If the SEC can’t get Oklahoma—a Big 12 source told Sporting News last month that both the Texas A&M and Oklahoma board of regents had approved a move to the SEC in the summer of 2010 before Beebe saved the league—the SEC likely stays in the south for expansion. Forget about Florida State, Miami or Georgia Tech. Current SEC schools in those states won’t allow it. Virginia Tech and Missouri would be secondary considerations.
That means Louisville and Clemson are at the top of the list. With either addition, the SEC adds programs not afraid to spend money to get bigger (have you seen Louisville’s NBA arena and Clemson’s SEC-style football stadium?). Adding Louisville would bring the league a major basketball power, and adding Clemson would strengthen the overall sports program of the conference.

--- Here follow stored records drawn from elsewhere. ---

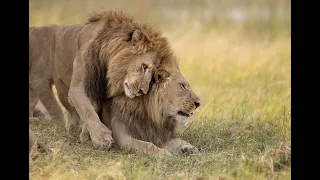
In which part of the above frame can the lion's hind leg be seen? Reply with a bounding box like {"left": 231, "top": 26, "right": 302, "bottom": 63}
{"left": 33, "top": 101, "right": 51, "bottom": 119}
{"left": 54, "top": 78, "right": 80, "bottom": 133}
{"left": 35, "top": 80, "right": 65, "bottom": 126}
{"left": 79, "top": 123, "right": 91, "bottom": 143}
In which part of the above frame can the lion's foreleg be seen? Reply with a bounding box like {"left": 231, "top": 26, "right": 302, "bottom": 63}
{"left": 162, "top": 138, "right": 200, "bottom": 155}
{"left": 111, "top": 117, "right": 172, "bottom": 158}
{"left": 68, "top": 54, "right": 113, "bottom": 149}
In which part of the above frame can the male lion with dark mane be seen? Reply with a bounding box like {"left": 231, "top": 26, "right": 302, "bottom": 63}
{"left": 81, "top": 55, "right": 201, "bottom": 157}
{"left": 29, "top": 9, "right": 173, "bottom": 149}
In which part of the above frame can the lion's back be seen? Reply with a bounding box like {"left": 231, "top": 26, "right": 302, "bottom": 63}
{"left": 29, "top": 24, "right": 61, "bottom": 71}
{"left": 53, "top": 24, "right": 84, "bottom": 84}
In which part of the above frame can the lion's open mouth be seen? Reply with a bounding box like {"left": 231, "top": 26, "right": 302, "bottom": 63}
{"left": 178, "top": 110, "right": 196, "bottom": 117}
{"left": 178, "top": 111, "right": 190, "bottom": 117}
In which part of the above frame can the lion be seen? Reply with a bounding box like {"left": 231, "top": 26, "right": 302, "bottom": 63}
{"left": 29, "top": 27, "right": 65, "bottom": 123}
{"left": 32, "top": 101, "right": 51, "bottom": 119}
{"left": 29, "top": 9, "right": 173, "bottom": 149}
{"left": 81, "top": 55, "right": 201, "bottom": 157}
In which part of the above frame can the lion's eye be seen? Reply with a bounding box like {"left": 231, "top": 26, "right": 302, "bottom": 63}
{"left": 181, "top": 84, "right": 187, "bottom": 90}
{"left": 142, "top": 64, "right": 148, "bottom": 72}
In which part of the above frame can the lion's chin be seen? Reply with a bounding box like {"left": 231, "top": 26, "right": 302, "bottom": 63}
{"left": 174, "top": 115, "right": 188, "bottom": 126}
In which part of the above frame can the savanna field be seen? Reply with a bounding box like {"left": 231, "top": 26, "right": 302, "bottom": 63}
{"left": 29, "top": 0, "right": 291, "bottom": 179}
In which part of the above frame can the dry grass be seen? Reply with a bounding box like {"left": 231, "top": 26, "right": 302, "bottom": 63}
{"left": 29, "top": 0, "right": 291, "bottom": 179}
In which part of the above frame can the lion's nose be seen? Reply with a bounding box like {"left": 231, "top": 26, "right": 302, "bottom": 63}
{"left": 138, "top": 89, "right": 145, "bottom": 95}
{"left": 195, "top": 101, "right": 200, "bottom": 108}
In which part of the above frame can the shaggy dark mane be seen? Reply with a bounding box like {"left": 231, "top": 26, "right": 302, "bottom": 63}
{"left": 83, "top": 46, "right": 108, "bottom": 106}
{"left": 81, "top": 9, "right": 173, "bottom": 102}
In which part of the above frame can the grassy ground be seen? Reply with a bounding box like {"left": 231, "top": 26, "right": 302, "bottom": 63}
{"left": 29, "top": 1, "right": 291, "bottom": 179}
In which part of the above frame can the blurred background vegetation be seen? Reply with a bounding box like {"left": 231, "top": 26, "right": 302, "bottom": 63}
{"left": 29, "top": 0, "right": 291, "bottom": 179}
{"left": 30, "top": 0, "right": 290, "bottom": 38}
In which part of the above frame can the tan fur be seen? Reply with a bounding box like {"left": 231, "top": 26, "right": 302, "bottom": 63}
{"left": 81, "top": 56, "right": 201, "bottom": 157}
{"left": 29, "top": 25, "right": 66, "bottom": 125}
{"left": 33, "top": 101, "right": 51, "bottom": 119}
{"left": 29, "top": 9, "right": 173, "bottom": 149}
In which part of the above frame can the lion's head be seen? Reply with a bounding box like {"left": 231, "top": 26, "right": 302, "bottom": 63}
{"left": 146, "top": 58, "right": 201, "bottom": 126}
{"left": 122, "top": 51, "right": 158, "bottom": 98}
{"left": 83, "top": 10, "right": 172, "bottom": 102}
{"left": 101, "top": 55, "right": 200, "bottom": 146}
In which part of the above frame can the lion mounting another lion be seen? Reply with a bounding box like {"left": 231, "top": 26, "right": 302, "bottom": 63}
{"left": 29, "top": 9, "right": 173, "bottom": 149}
{"left": 29, "top": 9, "right": 201, "bottom": 157}
{"left": 81, "top": 55, "right": 201, "bottom": 157}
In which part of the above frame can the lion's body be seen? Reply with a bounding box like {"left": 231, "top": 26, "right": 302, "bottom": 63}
{"left": 29, "top": 9, "right": 173, "bottom": 149}
{"left": 29, "top": 24, "right": 83, "bottom": 129}
{"left": 29, "top": 25, "right": 67, "bottom": 123}
{"left": 80, "top": 57, "right": 201, "bottom": 157}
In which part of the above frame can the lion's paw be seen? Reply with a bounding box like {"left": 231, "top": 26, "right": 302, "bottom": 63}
{"left": 89, "top": 123, "right": 114, "bottom": 150}
{"left": 180, "top": 145, "right": 200, "bottom": 155}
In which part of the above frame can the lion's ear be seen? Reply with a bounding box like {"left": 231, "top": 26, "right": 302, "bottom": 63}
{"left": 128, "top": 29, "right": 144, "bottom": 44}
{"left": 154, "top": 68, "right": 170, "bottom": 83}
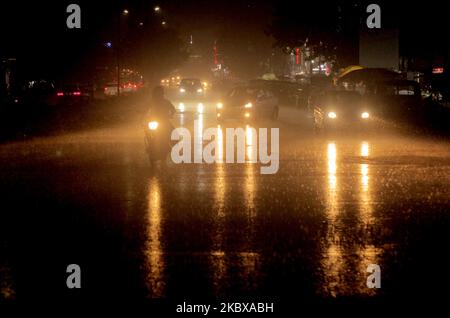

Kentucky and South Carolina may not initially be agreeable to such expansion, but Slive and the conference presidents would convince them of the long-term benefits—specifically, renegotiation of multi-billion dollar televisions deals with CBS and ESPN.
Adding Louisville or Clemson would allow the league to easily slot two new teams into the East and West Divisions. When Texas A&M and Oklahoma were debating moving last summer, there were informal talks about divisional realignment that would send Alabama and Auburn to the East and slot OU and TAMU in the West.